[clug] bebug puzzel
Peter Barker
pbarker at barker.dropbear.id.au
Sat Feb 1 02:15:24 MST 2014
On Sat, 1 Feb 2014, Eyal Lebedinsky wrote:
I'm with Eyal on the below. Make an image of the disk and work on that
image. You don't play fast and loose with important data.
(and a note... backups are easy. Restoring... that's the tricky bit). I
hope everyone else is thinking, "I will try to restore a file from backup
tonight and see how I go" ;-)
Peter
> Excuse the long document. It is a hot, slow day and writing beats doing the
> walk around
> the lake.
>
> What follows is how I approach such a situation. No promises, no guarantees,
> I take
> no responsibility yada yada yada... It is so much fun taking risks at someone
> else's
> expense :-)
>
> First) get your hands off the keyboard. At first do nothing. Am I too late?
> Then) seems that the data on the disk is precious so you should try and *not*
> edit a thing.
>
> Executive summary:
> - copy the disk to somewhere else
> - investigate, recover and fix things in the copy. Repeat as much as you
> need.
> - finally apply what you learnt to the broken machine.
>
> BTW, there normally is an earlier message saying why you dropped to the debug
> shell. It
> will be good to find it, the problem may be minor. What follows assumes there
> is a major
> problem with the data partition. Some time a second boot will work fine (when
> the first
> boot corrected some minor fs issues).
>
> Finally, is this an SSD? I had cases where it disappeared on me. I needed to
> power cycle
> the machine, go to the BIOS settings and reinstate the correct disk in the
> boot order.
>
> While you can do the investigation from the debug shell, assuming there are
> disk problems
> I suggest you do not do so.
>
> - Boot from recovery media (CD, USB).
> - Attach another disk to the machine (usb, sata). Or, if you know how, use a
> network attached
> fs (nfs) or computer (ssh).
>
> Alternatively, if this is an option, remove the disk and attach it to another
> computer
> and do the copying there.
>
> If you can tell that the whole disk is good except for the one partition then
> you can
> copy out just the bad partition rather than the whole disk.
>
> - copy the whole computer disk to a file on the external disk, e.g.

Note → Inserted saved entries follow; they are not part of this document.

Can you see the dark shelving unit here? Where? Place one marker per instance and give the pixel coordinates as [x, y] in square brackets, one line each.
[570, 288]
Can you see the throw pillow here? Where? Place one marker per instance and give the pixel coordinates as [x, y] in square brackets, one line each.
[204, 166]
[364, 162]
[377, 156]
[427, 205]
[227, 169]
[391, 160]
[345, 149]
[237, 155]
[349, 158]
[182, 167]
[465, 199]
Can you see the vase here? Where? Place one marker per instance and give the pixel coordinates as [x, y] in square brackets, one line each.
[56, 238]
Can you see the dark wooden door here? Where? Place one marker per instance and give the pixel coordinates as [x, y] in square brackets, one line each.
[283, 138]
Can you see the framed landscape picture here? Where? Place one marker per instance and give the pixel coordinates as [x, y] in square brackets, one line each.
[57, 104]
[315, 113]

> dd if=/dev/sda of=/MyMountedDisk/sda.dd bs=16M
> (replace /dev/sda with the correct device name, and /MyMountedDisk with the
> mount point
> of the external disk).
> Or, using ssh as 'user' to computer 'host':
> dd if=/dev/sda bs=16M | ssh user at host 'cat
>> /SomeDirWithEnoughRoom/sda.dd'
> - If the data is REALLY important then copy it to a second external disk too
> (from
> the broken machine again or from the first copy).
>
> Hopefully there are no media errors or the above may not work, in which case
> you will
> need to work harder.
>
> Now you can start playing with your computer knowing that you can always
> restore from
> the copy. If you have another good computer then you can loop mount the
> copied partition
> and do the investigation in an environment you are familiar with (and leave
> the broken
> machine alone, a good thing).
>
> Try to mount the partition read-only. See what you have and what you lost.

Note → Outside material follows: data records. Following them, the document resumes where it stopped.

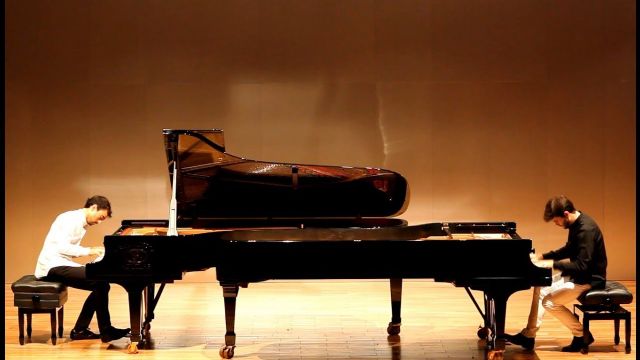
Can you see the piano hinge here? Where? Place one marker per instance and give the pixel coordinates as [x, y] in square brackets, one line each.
[445, 228]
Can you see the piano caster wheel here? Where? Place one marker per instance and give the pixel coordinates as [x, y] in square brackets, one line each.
[483, 332]
[393, 329]
[133, 348]
[495, 355]
[226, 352]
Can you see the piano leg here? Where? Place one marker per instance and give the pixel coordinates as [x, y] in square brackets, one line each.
[135, 305]
[230, 293]
[396, 302]
[496, 311]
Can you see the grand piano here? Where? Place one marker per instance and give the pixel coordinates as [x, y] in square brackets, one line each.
[256, 221]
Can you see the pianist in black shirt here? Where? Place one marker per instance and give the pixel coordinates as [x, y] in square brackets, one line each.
[586, 268]
[55, 263]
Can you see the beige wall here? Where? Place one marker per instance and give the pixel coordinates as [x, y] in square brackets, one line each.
[487, 107]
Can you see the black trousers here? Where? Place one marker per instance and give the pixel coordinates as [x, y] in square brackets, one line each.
[97, 302]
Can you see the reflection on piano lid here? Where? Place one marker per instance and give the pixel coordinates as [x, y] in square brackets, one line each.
[212, 184]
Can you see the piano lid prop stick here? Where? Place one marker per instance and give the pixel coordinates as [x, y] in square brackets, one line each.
[173, 212]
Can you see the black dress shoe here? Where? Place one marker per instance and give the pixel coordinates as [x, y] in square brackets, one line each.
[111, 333]
[84, 334]
[578, 344]
[519, 339]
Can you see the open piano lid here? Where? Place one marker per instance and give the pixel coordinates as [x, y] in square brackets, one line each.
[212, 184]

> Copy away whatever you can to an external disk.
>
> If you recovered all that you need then you can cut your losses and reformat
> the bad
> partition and rebuild it with the recovered files.
>
> If you see problems with the data then try fsck (file system check).
> fsck /dev/sda1
> Do this for each *linux* *data* (not swap) partition. Look up the man page
> for fsck
> to see some important options (like ask to fix everything).
>
> Avoid touching any windows partitions.
>
> Good luck
> Eyal
>
> On 02/01/14 16:51, Wesley Bruce wrote:
>> I'm back. And I've blown up my computer again.lol.
>> Windows messed with a empty partition the linux side of my dual boot uses
>> so I get a debug message when trying to start the linux. I thought I had a
>> full backup but there a problem with that too. Either that Or I've lost the
>> flash it was all on.
>>
>> I get this :
>> Dropping to debug shell.
>>
>> sh: can't access tty; job control turned off
>>
>> I've been told to run fsck but can't decipher the instructions even though
>> I have a full book of linux code.
>> Any help would be appreciated including a house call if needed.
>> I don't think I've lost the data but if I have it puts me back about 2
>> years thanks to the botched backup.
>>
>
> --
> Eyal Lebedinsky (eyal at eyal.emu.id.au)
> --
> linux mailing list
> linux at lists.samba.org
> https://lists.samba.org/mailman/listinfo/linux
>
Peter Barker | Programmer,Sysadmin,Geek.
pbarker at barker.dropbear.id.au | You need a bigger hammer.